With the pressure off, we decided to start from the west side of the peninsula and drive all along the water past the row houses, then The Battery, and finally onto East Bay street, where we parked and started wandering around.
It was very windy, but an otherwise delightful day for our first steps in Charleston. We wandered all around the narrow streets, marveling at the tidy (and tiny) gardens, popped into a few galleries, and made our way back to the gorgeous Battery Park.
We had a late lunch (underwhelming), then headed across the bridge to Mount Pleasant, spent a few minutes at Fort Moultrie, and drove along Sullivan’s Island and into Isle of Palms, before heading back to check into our hotel which was near the bridge. It was kind of fun packing the air mattress into a small two-bed room, but we figured it out and made room for everyone and their many bags.
Charleston Harbor Tour
Sunday morning, we crossed over to the marina, parked and headed towards the boat, about 20 minutes early. Our captain (a great guy named Trip) waved us over and said “Good news for you guys, the other 13 people scheduled on yesterday’s tour couldn’t make it, so it’s just you – let’s head out.” He introduced us to his first mate, Marley, and we headed out.
Our tour started crossing over to the Coast Guard station, then along the Battery, before running out to Fort Sullivan, then Fort Moultrie, and along the edge of Sullivan’s Island to Shem Creek in Mount Pleasant, before turning back towards Charleston, seeing the USS Yorktown and the cruise ship terminal, and looping back to where we started.
This boat tour was #1 for all of us on our trip to Charleston, and we can’t recommend it highly enough. We saw dolphins, shipwrecks from the last hurricane, got buzzed by an osprey, and learned tons of things about the history of Charleston, its geography, and the operation of the shipping channel.
From there, we headed towards Folly Beach starved and ready for lunch. Unfortunately, so was everyone else, so we spent about 30 minutes in slow traffic getting onto that island, but we parked and got another underwhelming (lol) lunch, before checking out the beach for a while.
As you can see, the beach is pretty crowded, but very few people were in the water because it was cold. The girls wanted to swim, so we headed back to the hotel for a slightly less cold swim.
Monday morning, we packed up and checked out of the hotel, then set course for Magnolia Plantation. There are several plantations in this same area (Drayton Hall, Ashely Hall, etc), but I chose Magnolia because I had seen a picture from a photographer I follow who had been there a few days earlier and it appeared to be in peak bloom. Most of the area plantations are meticulous European-style gardens, but Magnolia is more wild and we loved it. They had a very random petting zoo, a garden maze, and we walked a lot of the grounds. We also got lunch and took a tram tour, where we saw lovely gardens and many herons and alligators.

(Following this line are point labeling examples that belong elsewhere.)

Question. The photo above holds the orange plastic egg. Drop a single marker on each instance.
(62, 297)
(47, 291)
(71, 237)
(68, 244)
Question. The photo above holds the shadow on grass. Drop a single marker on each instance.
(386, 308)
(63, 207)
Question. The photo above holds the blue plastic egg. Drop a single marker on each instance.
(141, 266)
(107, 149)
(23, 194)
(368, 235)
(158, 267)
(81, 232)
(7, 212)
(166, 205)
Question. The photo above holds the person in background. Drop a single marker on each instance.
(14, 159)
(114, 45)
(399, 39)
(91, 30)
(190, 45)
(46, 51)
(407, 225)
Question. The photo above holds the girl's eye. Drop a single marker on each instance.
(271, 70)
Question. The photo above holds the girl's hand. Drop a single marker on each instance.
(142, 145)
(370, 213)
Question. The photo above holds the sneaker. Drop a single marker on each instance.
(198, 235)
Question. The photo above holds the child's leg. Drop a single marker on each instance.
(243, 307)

This place is also highly recommended. Sans kids, I could easily spend several days here with my camera and tripod, wandering through the woods and discovering tidy ponds, through-canopy views of the Ashley River, and picnicking on the rolling lawns.
Overall, we each loved Charleston and the area, and we’ll definitely be back to explore in more depth. It was a great time of year to visit, because it was not yet very humid, so the mid-80s temps were warm but not oppressively so. And not many bugs yet either.